Wednesday, November 6, 2013

Rest and Recovery

I am battling with my body once again. I returned to my doctor on Monday afternoon because my ears were not feeling better, I was tired and my chest was becoming congested. I had taken all of my prescription and I was still not mending. My doctor was shocked that I was battling an even more intense ear infection then before. What the heck?!  The only denominator that I could come up with that was lacking in my recovery routine was rest.

I have never been good about just stopping and healing, unless I was so sick I had no other choice. I tend to keep going full steam ahead taking my medicine, slowing a little, but not enough to have the laundry pile up or my life to show signs of me not being on my game. I just like to keep up with my life and not show any kinks in my armor. It is a Mom thing.

As most Mom’s know the motto goes “Family first, Mom last”. This motto is much like “The captain goes down with the ship”. Moms are super heroes who put themselves last focusing on the lists of things that must be accomplished in order for the family to carry on. This notion of “keeping calm and carrying on” is nothing new, but it is time for me to set it aside. I have to force myself to rest and I feel I should wave the banner high for other mom’s to do the same.

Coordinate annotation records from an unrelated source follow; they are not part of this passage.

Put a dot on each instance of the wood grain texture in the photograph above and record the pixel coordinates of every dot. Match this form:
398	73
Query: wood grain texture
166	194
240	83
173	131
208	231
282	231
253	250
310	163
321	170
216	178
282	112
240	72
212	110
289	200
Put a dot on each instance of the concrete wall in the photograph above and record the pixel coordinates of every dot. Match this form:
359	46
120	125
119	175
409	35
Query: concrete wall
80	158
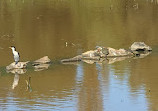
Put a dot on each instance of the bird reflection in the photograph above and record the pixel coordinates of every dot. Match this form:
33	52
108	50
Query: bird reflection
28	85
16	80
40	67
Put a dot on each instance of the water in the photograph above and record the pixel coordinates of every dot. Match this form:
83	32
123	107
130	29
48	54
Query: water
65	28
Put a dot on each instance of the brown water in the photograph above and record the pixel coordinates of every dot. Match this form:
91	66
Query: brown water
66	28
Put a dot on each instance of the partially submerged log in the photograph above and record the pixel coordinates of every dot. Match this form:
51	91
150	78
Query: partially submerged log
103	52
19	65
42	60
42	63
140	46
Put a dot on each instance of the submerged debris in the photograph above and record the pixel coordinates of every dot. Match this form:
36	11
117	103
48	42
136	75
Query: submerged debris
42	60
140	46
19	65
102	53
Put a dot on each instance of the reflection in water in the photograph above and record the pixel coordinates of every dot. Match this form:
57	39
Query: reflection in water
16	80
40	28
41	67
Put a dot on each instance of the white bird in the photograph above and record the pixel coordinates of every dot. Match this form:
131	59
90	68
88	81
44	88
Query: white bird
15	54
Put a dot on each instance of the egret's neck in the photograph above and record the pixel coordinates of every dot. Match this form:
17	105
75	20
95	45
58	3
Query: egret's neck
13	50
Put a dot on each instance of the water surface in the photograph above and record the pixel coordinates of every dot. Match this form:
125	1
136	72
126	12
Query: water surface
65	28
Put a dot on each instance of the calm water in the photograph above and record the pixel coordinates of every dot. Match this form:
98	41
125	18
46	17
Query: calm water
66	28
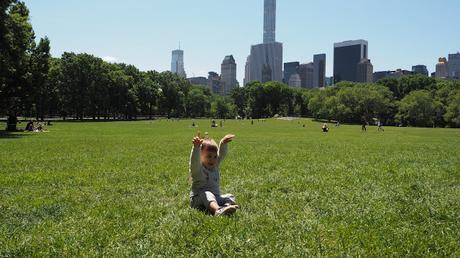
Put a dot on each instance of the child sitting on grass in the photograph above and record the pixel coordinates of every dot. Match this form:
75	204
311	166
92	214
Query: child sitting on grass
205	162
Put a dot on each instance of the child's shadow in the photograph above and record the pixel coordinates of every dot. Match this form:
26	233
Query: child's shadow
13	135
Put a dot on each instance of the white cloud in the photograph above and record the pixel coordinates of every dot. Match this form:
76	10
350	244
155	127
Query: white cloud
110	59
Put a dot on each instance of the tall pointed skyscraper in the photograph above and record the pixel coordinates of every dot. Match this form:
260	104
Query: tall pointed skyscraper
266	60
269	21
177	63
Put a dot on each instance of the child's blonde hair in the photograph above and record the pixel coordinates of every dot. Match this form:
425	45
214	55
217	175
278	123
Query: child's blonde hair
209	145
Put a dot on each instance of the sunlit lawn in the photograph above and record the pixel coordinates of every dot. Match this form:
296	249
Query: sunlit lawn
121	188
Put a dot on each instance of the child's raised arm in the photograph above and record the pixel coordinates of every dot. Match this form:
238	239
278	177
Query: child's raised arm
223	146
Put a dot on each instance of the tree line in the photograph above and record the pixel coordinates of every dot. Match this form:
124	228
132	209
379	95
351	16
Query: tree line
82	86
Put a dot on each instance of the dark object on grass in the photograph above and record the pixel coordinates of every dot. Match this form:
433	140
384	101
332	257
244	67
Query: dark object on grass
30	126
11	123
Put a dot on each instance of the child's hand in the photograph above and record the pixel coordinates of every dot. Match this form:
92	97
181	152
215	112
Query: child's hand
228	138
197	141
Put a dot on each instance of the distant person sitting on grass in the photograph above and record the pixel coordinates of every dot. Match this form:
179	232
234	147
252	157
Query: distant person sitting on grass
205	161
30	126
363	126
380	126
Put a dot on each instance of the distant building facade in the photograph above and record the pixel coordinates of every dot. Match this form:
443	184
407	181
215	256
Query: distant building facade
365	71
247	71
214	83
306	73
454	65
269	21
265	63
266	57
290	68
391	74
177	63
442	68
329	81
420	69
228	75
319	76
347	56
295	81
202	81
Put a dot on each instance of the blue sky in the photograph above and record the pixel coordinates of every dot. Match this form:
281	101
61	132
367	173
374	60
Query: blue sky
401	33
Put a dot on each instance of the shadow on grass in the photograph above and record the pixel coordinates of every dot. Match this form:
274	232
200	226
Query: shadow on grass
13	135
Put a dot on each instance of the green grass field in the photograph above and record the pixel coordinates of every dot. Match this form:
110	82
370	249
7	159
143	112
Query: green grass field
121	189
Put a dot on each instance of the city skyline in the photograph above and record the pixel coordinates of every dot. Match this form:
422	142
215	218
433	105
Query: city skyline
140	37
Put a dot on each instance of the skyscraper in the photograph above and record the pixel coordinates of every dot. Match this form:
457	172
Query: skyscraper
454	65
295	81
441	68
365	71
319	76
228	74
177	63
269	21
420	69
347	56
270	54
214	83
306	72
247	69
266	57
289	70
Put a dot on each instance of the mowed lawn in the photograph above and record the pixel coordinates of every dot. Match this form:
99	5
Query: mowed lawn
121	189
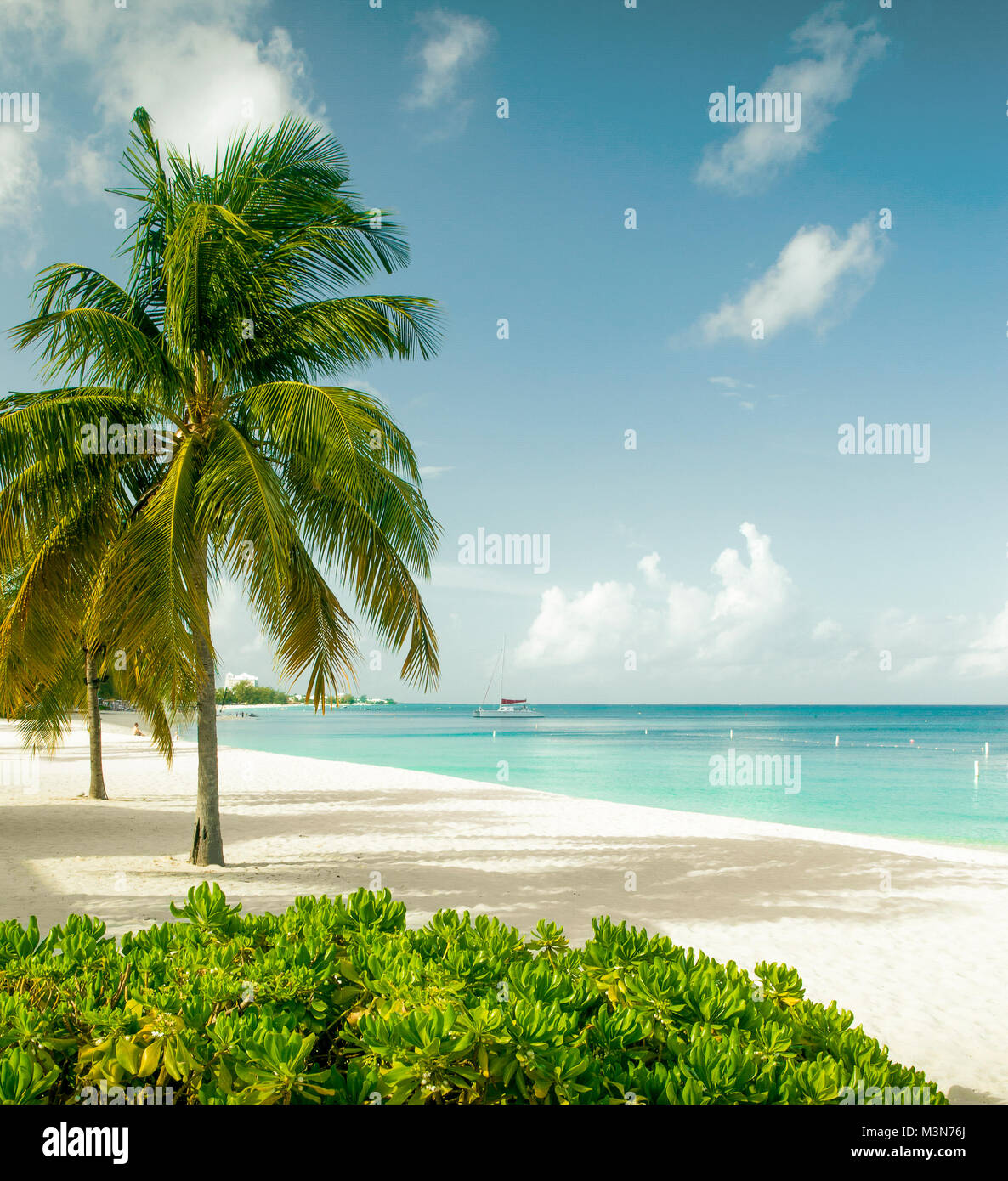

Being sick is tough enough without having it hang on like a Monkey Grinders monkey. Is it really that big a deal if we eat grill cheese for dinner or the laundry takes three days instead of one? Maybe by slowing the pace, taking time to read or (like in my case) playing thousands of games of euchre on your Ipad, you can allow your body to work on healing rather than just keeping you going. Honestly, being sick is when I realize how much I contribute when I am healthy.


If there is any hope for a full recovery, I am going to have to keep my eye on the prize. I want to be healthy and rest is the only answer at this point. I like my doctor, but I really do not want to see him every other week. I actually told my doctor’s nurse that she and I should exchange numbers so that we can chat, since we have become so close throughout my many visits. Resting is an important part of recovery and today I am giving myself some more time to do just that. How about you?